On March 6, 2025, the Board of Directors of the Company granted (a) warrants to purchase 500,000 shares of common stock to Justin Gimblestob and (b) warrants to purchase 250,000 shares of common stock to Darren Cahill, two consultants of the Company, in consideration for agreeing to provide advisory services to the Company (collectively, the “Consulting Warrants”). The Consulting Warrants have an exercise price of $1.70 per share and a term of five years. The Consulting Warrants vest immediately and are exercisable 1/2 on March 6, 2025 and 1/2 on September 6, 2025. The Consulting Warrants also allow for cashless exercises and customary anti-dilution rights for stock splits, dividends and similar transactions.

 

Effective on March 6, 2025, the Board of Directors of the Company, appointed Shawn Cable as the Chief Financial Officer (Principal Accounting/Financial Officer) of the Company (the “Appointment”), which Appointment was effective as of the same date.
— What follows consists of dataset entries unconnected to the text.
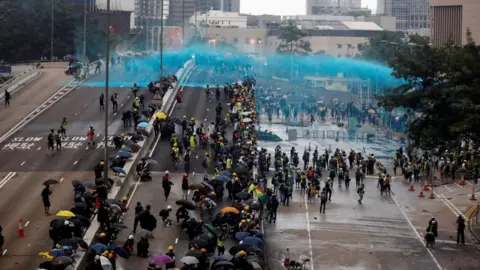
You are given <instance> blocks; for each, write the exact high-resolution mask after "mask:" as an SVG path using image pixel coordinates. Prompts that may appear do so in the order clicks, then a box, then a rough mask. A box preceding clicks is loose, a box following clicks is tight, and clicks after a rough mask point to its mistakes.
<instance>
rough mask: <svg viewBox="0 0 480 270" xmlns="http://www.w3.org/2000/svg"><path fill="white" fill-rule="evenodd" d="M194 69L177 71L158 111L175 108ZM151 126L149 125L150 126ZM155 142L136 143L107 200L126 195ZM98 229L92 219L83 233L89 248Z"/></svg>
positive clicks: (80, 268) (79, 255) (96, 234)
mask: <svg viewBox="0 0 480 270" xmlns="http://www.w3.org/2000/svg"><path fill="white" fill-rule="evenodd" d="M194 68H195V62H194V61H193V59H192V60H189V61H187V62H186V63H185V64H184V65H183V68H181V69H180V70H178V71H177V73H176V74H175V75H176V76H177V78H178V82H177V83H175V84H174V86H173V90H172V91H168V92H167V93H166V94H165V96H164V100H165V102H162V106H161V108H160V110H159V111H164V112H170V111H171V110H172V109H173V107H174V106H175V101H176V99H175V97H176V95H177V92H178V90H179V89H180V88H181V87H183V83H184V82H185V81H186V80H187V79H188V78H189V76H190V74H191V72H192V71H193V70H194ZM153 121H154V119H153V117H152V119H151V120H150V124H153ZM150 126H151V125H150ZM151 131H152V128H150V129H149V130H148V133H149V134H151V133H152V132H151ZM154 140H155V136H147V137H146V138H145V140H143V141H141V142H139V143H138V145H140V150H139V151H138V152H137V153H134V154H133V157H132V159H131V160H130V161H128V162H127V163H126V164H125V166H124V168H123V169H124V171H125V172H126V175H125V177H124V178H123V180H122V179H117V182H116V183H115V185H114V186H113V187H112V189H111V190H110V192H109V194H108V199H120V198H121V197H122V196H124V194H127V193H128V191H129V190H130V188H131V187H132V185H133V184H134V178H135V166H136V164H137V162H138V161H139V160H140V158H141V157H144V156H145V155H146V154H147V153H148V150H149V149H150V146H151V145H152V144H153V142H154ZM99 229H100V223H98V221H97V219H96V218H93V220H92V222H91V224H90V227H89V228H88V229H87V231H86V232H85V235H84V237H83V240H84V241H85V242H86V243H87V244H88V245H89V246H90V245H91V244H93V243H94V241H95V240H96V236H97V233H98V230H99ZM87 252H88V251H79V252H78V253H77V258H76V264H75V267H74V269H75V270H77V269H83V265H84V264H85V260H86V257H87V256H86V255H87Z"/></svg>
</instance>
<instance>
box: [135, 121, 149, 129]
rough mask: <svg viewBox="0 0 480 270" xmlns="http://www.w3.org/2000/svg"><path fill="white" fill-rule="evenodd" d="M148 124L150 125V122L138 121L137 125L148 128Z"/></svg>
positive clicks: (137, 126)
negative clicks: (139, 122) (149, 123)
mask: <svg viewBox="0 0 480 270" xmlns="http://www.w3.org/2000/svg"><path fill="white" fill-rule="evenodd" d="M148 126H150V124H149V123H147V122H141V123H138V125H137V127H139V128H147V127H148Z"/></svg>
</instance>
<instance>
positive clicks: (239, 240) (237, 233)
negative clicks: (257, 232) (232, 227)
mask: <svg viewBox="0 0 480 270" xmlns="http://www.w3.org/2000/svg"><path fill="white" fill-rule="evenodd" d="M249 236H250V233H248V232H238V233H236V234H235V239H237V240H238V241H242V240H243V239H245V238H247V237H249Z"/></svg>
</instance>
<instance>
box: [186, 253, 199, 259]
mask: <svg viewBox="0 0 480 270" xmlns="http://www.w3.org/2000/svg"><path fill="white" fill-rule="evenodd" d="M188 256H192V257H195V258H197V259H198V258H200V257H201V256H202V254H201V253H200V252H196V251H189V252H187V253H186V254H185V257H188Z"/></svg>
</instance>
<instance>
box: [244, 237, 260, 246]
mask: <svg viewBox="0 0 480 270" xmlns="http://www.w3.org/2000/svg"><path fill="white" fill-rule="evenodd" d="M242 244H244V245H252V246H256V247H263V245H264V243H263V241H262V239H260V238H258V237H251V236H250V237H245V238H244V239H243V240H242Z"/></svg>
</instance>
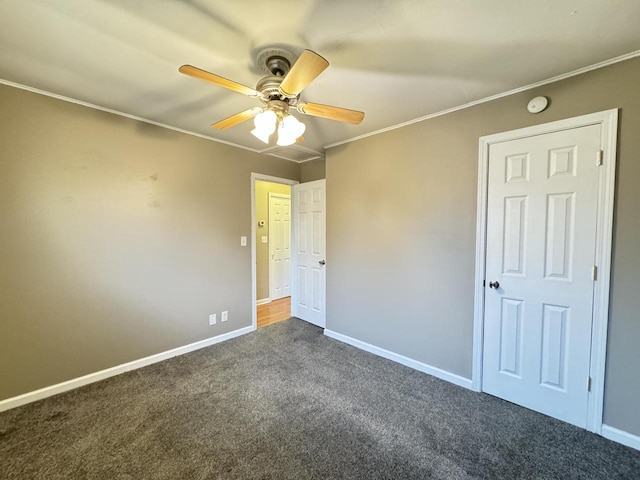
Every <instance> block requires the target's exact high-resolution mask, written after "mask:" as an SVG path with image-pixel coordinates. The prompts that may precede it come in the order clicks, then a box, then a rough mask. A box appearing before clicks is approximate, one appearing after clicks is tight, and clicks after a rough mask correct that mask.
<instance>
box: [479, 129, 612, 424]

As a result of the Appointment, Ronald Boreta, the Chief Executive Officer (Principal Executive Officer) of the Company, stepped down from the role of Principal Accounting/Financial Officer and Treasurer of the Company, also effective on March 6, 2025.

 

The Company has agreed to pay Mr. Cable $75,000 per year, and to grant Mr. Cable warrants to purchase 100,000 shares of common stock with an exercise price of $1.70 per share and a term of five years. The warrants vest immediately and are exercisable 1/2 on March 6, 2025 and 1/2 on September 6, 2025 (the "CFO Warrants"). The CFO Warrants also allow for cashless exercises and customary anti-dilution rights for stock splits, dividends and similar transactions.